Voortgang rijksbrede aanpak fraude

Het kabinet heeft het afgelopen jaar grote vorderingen gemaakt bij de aanpak van fraude met overheidsgeld. Zo wordt alle nieuwe wet- en regelgeving getoetst op fraudebestendigheid. Waar nodig wordt regelgeving aangepast om de risico’s op fraude weg te nemen of te verkleinen. Daarnaast worden signalen over fraude sneller doorgegeven en opgevolgd en werken de verschillende overheidsdiensten beter samen om fraudeurs aan te pakken.
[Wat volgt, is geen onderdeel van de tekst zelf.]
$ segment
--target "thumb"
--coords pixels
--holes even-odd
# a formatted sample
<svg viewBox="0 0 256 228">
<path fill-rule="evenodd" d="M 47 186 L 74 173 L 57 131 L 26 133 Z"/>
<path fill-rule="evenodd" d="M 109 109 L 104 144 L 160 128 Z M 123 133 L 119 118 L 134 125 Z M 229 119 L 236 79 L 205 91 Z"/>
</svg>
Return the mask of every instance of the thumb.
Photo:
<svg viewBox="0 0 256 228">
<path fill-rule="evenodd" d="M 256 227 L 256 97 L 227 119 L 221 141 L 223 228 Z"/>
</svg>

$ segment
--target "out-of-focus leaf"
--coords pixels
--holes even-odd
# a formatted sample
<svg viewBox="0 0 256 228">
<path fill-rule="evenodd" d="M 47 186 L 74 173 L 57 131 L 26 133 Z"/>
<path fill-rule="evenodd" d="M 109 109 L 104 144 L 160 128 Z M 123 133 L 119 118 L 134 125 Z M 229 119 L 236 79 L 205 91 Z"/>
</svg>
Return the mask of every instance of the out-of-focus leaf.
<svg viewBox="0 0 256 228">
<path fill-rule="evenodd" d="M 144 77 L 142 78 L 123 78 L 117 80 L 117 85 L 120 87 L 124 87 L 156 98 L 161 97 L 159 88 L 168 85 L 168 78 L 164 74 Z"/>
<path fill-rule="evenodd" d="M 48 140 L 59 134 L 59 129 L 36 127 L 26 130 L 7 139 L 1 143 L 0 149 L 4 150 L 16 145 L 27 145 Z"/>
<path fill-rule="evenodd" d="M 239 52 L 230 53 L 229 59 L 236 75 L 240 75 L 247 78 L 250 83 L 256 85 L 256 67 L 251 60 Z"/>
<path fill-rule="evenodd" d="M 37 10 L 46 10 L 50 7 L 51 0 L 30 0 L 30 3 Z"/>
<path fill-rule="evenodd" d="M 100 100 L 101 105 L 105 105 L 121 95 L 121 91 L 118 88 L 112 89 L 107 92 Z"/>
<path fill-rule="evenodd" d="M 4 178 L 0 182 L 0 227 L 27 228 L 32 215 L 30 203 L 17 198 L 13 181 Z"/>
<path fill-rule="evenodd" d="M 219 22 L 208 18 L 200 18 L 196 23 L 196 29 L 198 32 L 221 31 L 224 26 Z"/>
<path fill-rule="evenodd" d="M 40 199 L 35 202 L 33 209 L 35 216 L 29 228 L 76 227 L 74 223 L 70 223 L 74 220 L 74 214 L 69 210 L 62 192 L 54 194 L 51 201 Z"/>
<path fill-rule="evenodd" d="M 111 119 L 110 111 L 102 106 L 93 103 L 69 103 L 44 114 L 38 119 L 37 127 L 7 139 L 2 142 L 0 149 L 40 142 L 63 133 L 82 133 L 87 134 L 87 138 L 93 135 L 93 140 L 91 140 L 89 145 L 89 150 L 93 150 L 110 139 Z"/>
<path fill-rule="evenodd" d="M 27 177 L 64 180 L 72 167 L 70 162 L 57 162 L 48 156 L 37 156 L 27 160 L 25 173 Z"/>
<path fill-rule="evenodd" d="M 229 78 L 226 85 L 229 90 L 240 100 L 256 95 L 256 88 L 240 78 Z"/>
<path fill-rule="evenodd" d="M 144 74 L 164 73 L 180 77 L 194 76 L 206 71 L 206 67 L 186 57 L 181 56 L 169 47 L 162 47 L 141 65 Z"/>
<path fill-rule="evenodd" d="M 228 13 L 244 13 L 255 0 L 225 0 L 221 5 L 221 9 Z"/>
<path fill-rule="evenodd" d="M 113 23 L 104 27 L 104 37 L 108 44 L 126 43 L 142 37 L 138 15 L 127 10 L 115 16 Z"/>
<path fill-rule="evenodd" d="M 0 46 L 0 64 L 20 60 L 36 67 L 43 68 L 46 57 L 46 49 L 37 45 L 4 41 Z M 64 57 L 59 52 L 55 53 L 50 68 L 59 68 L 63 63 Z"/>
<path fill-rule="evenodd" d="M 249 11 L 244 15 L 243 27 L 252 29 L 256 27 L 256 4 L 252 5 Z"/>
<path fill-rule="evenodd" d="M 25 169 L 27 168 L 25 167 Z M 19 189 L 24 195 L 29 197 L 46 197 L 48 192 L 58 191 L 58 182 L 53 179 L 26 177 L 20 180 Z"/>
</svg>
Dat blijkt uit de voortgangsbrief rijksbrede aanpak van fraude die minister Opstelten van Veiligheid en Justitie namens het kabinet naar de Tweede Kamer heeft gestuurd.

Uitgangspunt bij de rijksbrede aanpak is dat regelgeving fraudebestendig moet zijn en dat tegelijkertijd hard wordt opgetreden tegen fraudeurs. Om onrechtmatigheden vooraf te ondervangen, wordt sinds vorig jaar alle nieuwe wet- en regelgeving en substantiële wijzigingen in bekostigingssystemen op fraudebestendigheid getoetst. Zo voeren bijvoorbeeld organisaties als de NZa, de Inspectie Sociale Zaken en Werkgelegenheid, het Openbaar Ministerie en de zorgverzekeraars een gezamenlijke fraudetoets uit. Ook de hervorming van het toeslagenstelsel moet tot meer fraudebestendigheid leiden. Verder is het wetgevingsproces rijksbreed aangepast zodat alle departementen prioriteit geven aan de fraudebestendigheid van voorstellen.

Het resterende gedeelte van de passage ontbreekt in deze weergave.